Describe the AI system's outputs.
This AI technique leverages the intelligence of our users and cutting-edge machine-learning technology as an alternative to the traditional date-sort order that appears in many traditional search engines. Trained with past user searches with dozens of relevance-ranking factors, the Best Match algorithm demonstrates state-of-the-art retrieval performance and an improved user experience.
Stage of Development: Operation and Maintenance
Is the AI use case rights-impacting, safety-impacting, both, or neither?
Neither

Section 2: Use Case Summary

Date Initiated: 06/2016
Date when Acquisition and/or Development began: 06/2016
Date Implemented: 01/2023
Date Retired: N/A
Was the AI system involved in this use case developed (or is it to be developed) under contract(s) or in-house?
Developed in-house.
Provide the Procurement Instrument Identifier(s) (PIID) of the contract(s) used.
N/A
Is this AI use case supporting a High-Impact Service Provider (HISP) public-facing service?
N/A
Does this AI use case disseminate information to the public?
Yes
How is the agency ensuring compliance with Information Quality Act guidelines, if applicable?
This use case is operated in compliance with HHS's agencywide Information Quality Act policy and procedures.
Does this AI use case involve personally identifiable information (PII) that is maintained by the agency?
No
Has the Senior Agency Official for Privacy (SAOP) assessed the privacy risks associated with this AI use case?
ongoing

Section 3: Data and Code

Do you have access to an enterprise data catalog or agency-wide data repository that enables you to identify whether or not the necessary datasets exist and are ready to develop your use case?
No
Describe any agency-owned data used to train, fine-tune, and/or evaluate performance of the model(s) used in this use case.
The PubMed literature collection includes articles relevant to biomedicine and the life sciences, broadly defined to encompass the information needs of those working in healthcare and life sciences.

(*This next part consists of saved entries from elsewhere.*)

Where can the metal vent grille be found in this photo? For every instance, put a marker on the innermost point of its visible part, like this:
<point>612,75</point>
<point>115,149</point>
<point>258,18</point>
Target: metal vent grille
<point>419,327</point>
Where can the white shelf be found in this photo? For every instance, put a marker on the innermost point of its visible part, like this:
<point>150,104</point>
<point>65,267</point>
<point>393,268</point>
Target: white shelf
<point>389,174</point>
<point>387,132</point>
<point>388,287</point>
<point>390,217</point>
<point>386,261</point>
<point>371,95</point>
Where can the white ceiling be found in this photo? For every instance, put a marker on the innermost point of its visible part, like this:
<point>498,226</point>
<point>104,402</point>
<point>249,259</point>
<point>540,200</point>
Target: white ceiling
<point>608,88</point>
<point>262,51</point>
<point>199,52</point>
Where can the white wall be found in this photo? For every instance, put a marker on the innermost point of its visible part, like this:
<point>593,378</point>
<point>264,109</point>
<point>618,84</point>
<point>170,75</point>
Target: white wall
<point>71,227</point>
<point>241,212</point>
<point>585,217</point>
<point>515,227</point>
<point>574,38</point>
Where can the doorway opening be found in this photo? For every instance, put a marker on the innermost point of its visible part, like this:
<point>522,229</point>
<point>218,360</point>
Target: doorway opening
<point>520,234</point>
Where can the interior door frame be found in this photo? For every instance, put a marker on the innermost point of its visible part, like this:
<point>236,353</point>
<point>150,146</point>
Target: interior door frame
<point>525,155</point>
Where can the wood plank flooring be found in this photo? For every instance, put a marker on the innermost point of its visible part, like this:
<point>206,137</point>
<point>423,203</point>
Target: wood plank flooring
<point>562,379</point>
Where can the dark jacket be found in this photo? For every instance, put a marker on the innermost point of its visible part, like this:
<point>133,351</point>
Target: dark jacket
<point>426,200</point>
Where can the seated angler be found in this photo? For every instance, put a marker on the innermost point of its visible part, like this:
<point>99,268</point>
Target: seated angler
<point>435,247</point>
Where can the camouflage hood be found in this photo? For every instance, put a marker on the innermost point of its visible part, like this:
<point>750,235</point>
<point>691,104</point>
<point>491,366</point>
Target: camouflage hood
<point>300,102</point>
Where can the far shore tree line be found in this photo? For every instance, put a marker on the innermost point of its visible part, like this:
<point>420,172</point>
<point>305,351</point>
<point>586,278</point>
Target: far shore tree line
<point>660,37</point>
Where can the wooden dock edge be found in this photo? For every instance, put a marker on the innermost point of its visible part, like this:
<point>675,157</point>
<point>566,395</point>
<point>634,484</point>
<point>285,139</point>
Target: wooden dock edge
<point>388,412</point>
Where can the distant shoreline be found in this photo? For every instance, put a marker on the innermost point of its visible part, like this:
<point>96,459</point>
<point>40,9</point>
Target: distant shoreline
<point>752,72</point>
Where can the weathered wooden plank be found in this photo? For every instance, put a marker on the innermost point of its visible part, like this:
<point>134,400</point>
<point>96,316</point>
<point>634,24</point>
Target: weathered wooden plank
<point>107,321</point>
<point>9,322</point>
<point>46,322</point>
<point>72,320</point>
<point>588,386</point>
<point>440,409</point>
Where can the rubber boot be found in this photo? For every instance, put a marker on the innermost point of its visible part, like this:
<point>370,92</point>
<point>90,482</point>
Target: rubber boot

The Best Match algorithm was trained on interaction data from clicks on lists of articles returned when users search the PubMed collection with search terms.
Is there available documentation for the model training and evaluation data that demonstrates the degree to which it is appropriate to be used in analysis or for making predictions?
Documentation is widely available
Which, if any, demographic variables does the AI use case explicitly use as model features?
N/A
Does this project include custom-developed code?
Yes
If the code is open-source, provide the link for the publicly available source code.
https://github.com/ncbi-nlp/PubMed-Best-Match

Section 4: AI Enablement and Infrastructure

Does this AI use case have an associated Authority to Operate (ATO) for an AI system?
No
System Name: N/A
How long have you waited for the necessary developer tools to implement the AI use case?
6-12 months
For this AI use case, is the required IT infrastructure provisioned via a centralized intake form or process inside the agency?
Yes
Do you have a process in place to request access to computing resources for model training and development of the AI involved in this use case?
Yes
Has communication regarding the provisioning of your requested resources been timely?
Yes
How are existing data science tools, libraries, data products, and internally-developed AI infrastructure being re-used for the current AI use case?
Re-use production level code from a different use-case
Has information regarding the AI use case, including performance metrics and intended use of the model, been made available for review and feedback within the agency?
Limited documentation for review